Wood takes a tumble despite turnaround progress

Keith Gilmartin
Ken Gilmartin: new financial targets

Shares in Wood Group took a tumble despite CEO Ken Gilmartin stating that the energy services group’s turnaround is progressing well.

The shares closed 25.40p (15.93%) lower at 134.25p.

He told investors that the refreshed strategy has been accelerated by the sale of Built Environment Consulting and helped by the work done to focus the group on lower risk, reimbursable work.

Trading in the first ten months of this year was in line with expectations said margins were likely to be flat in the near term as it reinvests behind its growth plans, but said margins were likely to be flat in the near term as it reinvests behind its growth plans.

“We have addressed legacy issues and our strong balance sheet will allow us to deal with the defined schedule of resulting cash outflows,” he said.

“Our strategy will deliver returns for our shareholders and today we have set out new financial targets, including to grow EBITDA by mid to high single digit CAGR over the medium term, with momentum building over time as our strategy delivers.
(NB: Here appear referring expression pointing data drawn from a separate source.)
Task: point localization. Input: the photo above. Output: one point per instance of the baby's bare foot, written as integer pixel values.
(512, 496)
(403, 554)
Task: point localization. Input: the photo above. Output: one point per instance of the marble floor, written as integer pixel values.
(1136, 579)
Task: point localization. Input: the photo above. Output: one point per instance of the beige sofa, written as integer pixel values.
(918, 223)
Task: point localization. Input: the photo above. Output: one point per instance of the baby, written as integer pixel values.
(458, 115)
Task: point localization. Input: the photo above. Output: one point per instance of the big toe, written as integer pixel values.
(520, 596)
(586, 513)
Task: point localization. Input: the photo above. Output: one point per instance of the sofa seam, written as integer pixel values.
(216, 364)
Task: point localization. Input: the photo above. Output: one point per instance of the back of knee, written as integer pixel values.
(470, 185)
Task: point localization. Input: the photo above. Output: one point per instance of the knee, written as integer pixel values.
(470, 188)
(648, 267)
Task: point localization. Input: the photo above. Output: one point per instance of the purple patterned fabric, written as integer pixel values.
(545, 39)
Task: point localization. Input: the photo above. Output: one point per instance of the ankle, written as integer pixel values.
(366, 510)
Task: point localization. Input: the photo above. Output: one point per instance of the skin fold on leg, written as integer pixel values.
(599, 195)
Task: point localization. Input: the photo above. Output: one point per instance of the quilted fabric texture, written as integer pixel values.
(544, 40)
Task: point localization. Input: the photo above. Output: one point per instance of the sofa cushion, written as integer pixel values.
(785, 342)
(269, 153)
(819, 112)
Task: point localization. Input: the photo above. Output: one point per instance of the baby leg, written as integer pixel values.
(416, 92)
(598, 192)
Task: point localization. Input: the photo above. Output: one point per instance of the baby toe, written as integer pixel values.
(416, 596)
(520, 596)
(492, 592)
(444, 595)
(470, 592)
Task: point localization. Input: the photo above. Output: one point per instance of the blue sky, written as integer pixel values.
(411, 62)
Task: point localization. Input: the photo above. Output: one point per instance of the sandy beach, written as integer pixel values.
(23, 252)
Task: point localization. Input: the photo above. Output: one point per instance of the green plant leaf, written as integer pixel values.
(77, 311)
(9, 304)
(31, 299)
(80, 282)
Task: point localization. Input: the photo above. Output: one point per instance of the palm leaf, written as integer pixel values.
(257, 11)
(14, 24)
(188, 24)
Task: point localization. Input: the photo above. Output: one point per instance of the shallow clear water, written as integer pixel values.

“Most importantly, based on the highly cash generative nature of our underlying businesses, we expect positive free cash flow (after the impact of legacy cash outflows) from 2024 onwards.”

Trading in the first ten months of the year was in line with the board’s expectations and it confirmed its full year guidance

It expects revenue to be between $5.2 billion and $5.5bn, and adjusted EBITDA to be broadly around the middle of its guidance range of $370m and $400m.

This is after the negative impact from recent exchange rate movements, which has had a c.$200m revenue and c.$10m EBITDA impact.

Russ Mould, investment director at AJ Bell said the market needs to see tangible evidence of progress.

He noted that Wood Group was the biggest faller of the day. “The company’s CEO was upbeat about the long-term prospects and the turnaround plan which should see it ideally placed to grab opportunities from the UK’s evolving energy infrastructure network.

“But a bird in hand is something to be valued in today’s uncertain times and investors are skittish about promises until they’re proven to be deliverable.”